Is there a crisis in the Republican Party? The best evidence of it is the lone Republican congressman from Louisiana who voted for the health bill, Anh (Joseph) Cao. All the others who might have obtained some benefit from the bill refrained for fear of being ostracized by party chieftains and targeted in re-election campaigns by far-right candidates. At the same time, The Wall Street Journal fulminated last week against “the vast expansion of federal control.” There had been a broad consensus that the heath care system required serious reform,” the editors wrote. “A popular president might have crafted a durable compromise that blended the best ideas from both parties.” That, of course, is exactly what Romney attempted and Obama accomplished.
Sufficiently clouded by defeat is the editors’ judgment, however, that they no longer seem to recall that they themselves showcased Romney’s “Healthcare for Everyone? We’ve Found a Way” proposal in 2006. But then why not? Even Romney denied his paternity in the course of his apaign. The Democrats have no reason to remember. Having veered sharply to the right, the Republican leadership has every reason to forget. And so the history of incremental universalism remains hidden.

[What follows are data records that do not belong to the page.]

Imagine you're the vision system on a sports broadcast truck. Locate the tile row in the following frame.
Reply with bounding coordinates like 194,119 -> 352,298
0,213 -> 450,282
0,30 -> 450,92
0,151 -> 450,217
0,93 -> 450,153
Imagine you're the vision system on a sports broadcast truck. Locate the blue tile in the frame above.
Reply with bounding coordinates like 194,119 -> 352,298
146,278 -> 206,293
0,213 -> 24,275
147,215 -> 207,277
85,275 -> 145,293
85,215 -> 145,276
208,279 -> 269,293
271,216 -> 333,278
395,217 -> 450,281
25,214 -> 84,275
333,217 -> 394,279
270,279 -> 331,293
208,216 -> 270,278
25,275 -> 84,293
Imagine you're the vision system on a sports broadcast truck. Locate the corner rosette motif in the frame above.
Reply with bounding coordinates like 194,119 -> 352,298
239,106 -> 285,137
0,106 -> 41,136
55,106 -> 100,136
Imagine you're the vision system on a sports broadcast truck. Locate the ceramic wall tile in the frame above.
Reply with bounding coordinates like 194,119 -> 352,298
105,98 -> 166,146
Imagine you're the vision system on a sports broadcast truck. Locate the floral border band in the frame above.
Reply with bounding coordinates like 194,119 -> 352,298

The right wing of the Republican Party continues to hope the Obama victory is a temporary aberration, a last gasp of twentieth century liberalism, and that what Karl Rove, former chief adviser to George W. Bush, describes as “a GOP ascendency” soon will resume. This seems unlikely. It helps explain the bitterness and despair among party regulars – what journalist Chait calls The Rise of Republican Nihilism. The GOP may pick up some seats in the midterm elections. Mitt Romney may even become his party’s nominee in 2012. (Plenty will be learned from that campaign!)
Before the Republican Party it is again trusted with national leadership again, though, it must reassemble itself as a prudent, non-ideological coalition that, while reining in the Democrats’ more optative impulses, can be depended on to preserve the best of whatever gains might have been made. That probably will be the work of many years. There are plenty of sensible moderate Republicans around, but they have been rendered mute by fundamentalist conservatives. In order for them to regain positions of leadership and responsibility, the GOP may have to first shake itself apart.